Oracle AI Vector Search in a Distributed Database
Oracle Globally Distributed Database support for AI Vector Search includes most of the distributed database functionality.
The support includes the following:
-
Creation of sharded and duplicated tables with vector data type columns.
-
Creation of vector indexes on sharded and duplicated tables, including Inverted File Flat (IVF) index and Hierarchical Navigable Small World (HNSW) index.
-
DMLs can be issued from the shard catalog on sharded tables and duplicated tables with vector data types.
-
DMLs can be issued from shards on duplicated tables with vector datatype columns.
-
Vector search queries on sharded tables and duplicated tables can be issued from the shard catalog or from the shards using the direct routing capability.
-
Vector search queries issued on the shard catalog are analyzed and transformed to identify the part of the query that will be sent to the shards and the part that needs to be run on the catalog.
-
Vector search is supported with all types of data distribution: system sharding, user-defined sharding, composite sharding, and directory based sharding.
-
The procedures in the packages
DBMS_VECTOR
andDBMS_VECTOR_CHAIN
are supported in Globally Distributed Database.
There are some limitations:
-
Sharding keys: Globally Distributed Database only supports sharding keys on non-vector columns. The vector data can be distributed across shards using a primary key on any other non-vector column identified as a sharding key.
-
Raft replication: A distributed database using the Raft replication method does not support vector columns.
AI Vector Search can benefit from what a distributed database has to offer, that is, to distribute data across several databases to:
-
Comply with data sovereignty regulations
-
Reduce the risk of unavailability of all the data
-
Allow the scalability by increasing the throughput and reducing latency
Vectors in Distributed Database Tables
There is no new SQL syntax or keyword when creating sharded tables and duplicated tables with vector columns in a Globally Distributed Database; however, there are some requirements and restrictions to consider.
User Permissions
Only an all-shards user can create sharded and duplicated tables. You must connect to
the shard catalog as an all-shards user.

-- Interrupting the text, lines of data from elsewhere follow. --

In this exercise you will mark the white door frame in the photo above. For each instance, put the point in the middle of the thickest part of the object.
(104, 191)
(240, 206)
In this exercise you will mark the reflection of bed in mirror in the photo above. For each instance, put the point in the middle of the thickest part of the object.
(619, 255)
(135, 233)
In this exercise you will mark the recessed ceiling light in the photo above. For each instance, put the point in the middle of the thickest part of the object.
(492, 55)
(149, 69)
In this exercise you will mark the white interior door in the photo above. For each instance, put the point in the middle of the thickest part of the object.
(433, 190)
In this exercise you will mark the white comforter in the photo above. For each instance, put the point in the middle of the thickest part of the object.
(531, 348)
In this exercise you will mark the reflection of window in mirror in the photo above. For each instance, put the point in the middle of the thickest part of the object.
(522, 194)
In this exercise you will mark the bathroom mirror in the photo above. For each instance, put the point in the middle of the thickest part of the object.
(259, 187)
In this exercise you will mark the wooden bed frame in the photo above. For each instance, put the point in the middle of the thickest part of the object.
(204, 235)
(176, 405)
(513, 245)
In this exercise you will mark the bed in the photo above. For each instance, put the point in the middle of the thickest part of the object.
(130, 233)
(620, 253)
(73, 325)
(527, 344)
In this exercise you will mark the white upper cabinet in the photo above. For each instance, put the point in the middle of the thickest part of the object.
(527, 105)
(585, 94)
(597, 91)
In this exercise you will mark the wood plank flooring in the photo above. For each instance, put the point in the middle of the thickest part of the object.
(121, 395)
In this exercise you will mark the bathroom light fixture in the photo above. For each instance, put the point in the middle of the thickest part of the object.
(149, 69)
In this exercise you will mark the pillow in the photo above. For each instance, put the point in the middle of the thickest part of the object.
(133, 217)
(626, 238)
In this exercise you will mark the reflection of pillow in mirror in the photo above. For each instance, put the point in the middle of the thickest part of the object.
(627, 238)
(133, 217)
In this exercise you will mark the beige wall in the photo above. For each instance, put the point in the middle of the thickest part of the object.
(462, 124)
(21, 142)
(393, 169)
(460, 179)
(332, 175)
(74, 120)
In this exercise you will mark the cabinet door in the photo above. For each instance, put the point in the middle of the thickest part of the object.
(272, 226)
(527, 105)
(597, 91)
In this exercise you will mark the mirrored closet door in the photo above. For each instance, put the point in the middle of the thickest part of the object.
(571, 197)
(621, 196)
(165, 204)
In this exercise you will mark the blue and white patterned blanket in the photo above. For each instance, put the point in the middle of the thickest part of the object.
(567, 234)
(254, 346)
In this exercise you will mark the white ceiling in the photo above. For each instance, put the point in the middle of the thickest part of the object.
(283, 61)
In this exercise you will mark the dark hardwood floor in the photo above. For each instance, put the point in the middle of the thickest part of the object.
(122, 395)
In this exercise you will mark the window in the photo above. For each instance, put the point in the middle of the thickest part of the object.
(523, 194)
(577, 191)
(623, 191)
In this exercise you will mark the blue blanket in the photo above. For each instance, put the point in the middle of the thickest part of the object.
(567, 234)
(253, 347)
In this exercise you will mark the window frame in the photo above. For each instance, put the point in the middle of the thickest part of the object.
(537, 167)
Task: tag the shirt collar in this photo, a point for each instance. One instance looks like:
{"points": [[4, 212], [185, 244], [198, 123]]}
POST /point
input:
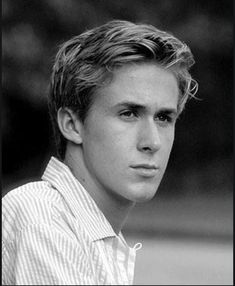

Connecting to the shard catalog as an
all-shards user automatically enables SHARD DDL
, and the DDL to
create the tables is propagated to all the shards in the distributed database.
Creating Sharded Tables with a Vector Column
-
Sharded tables must be created on the catalog database with
SHARD DDL
enabled. -
A vector column cannot be part of the sharding key or the partitionset key.
-
The
CREATE SHARDED TABLE
command is propagated to all of the shards by the shard coordinator.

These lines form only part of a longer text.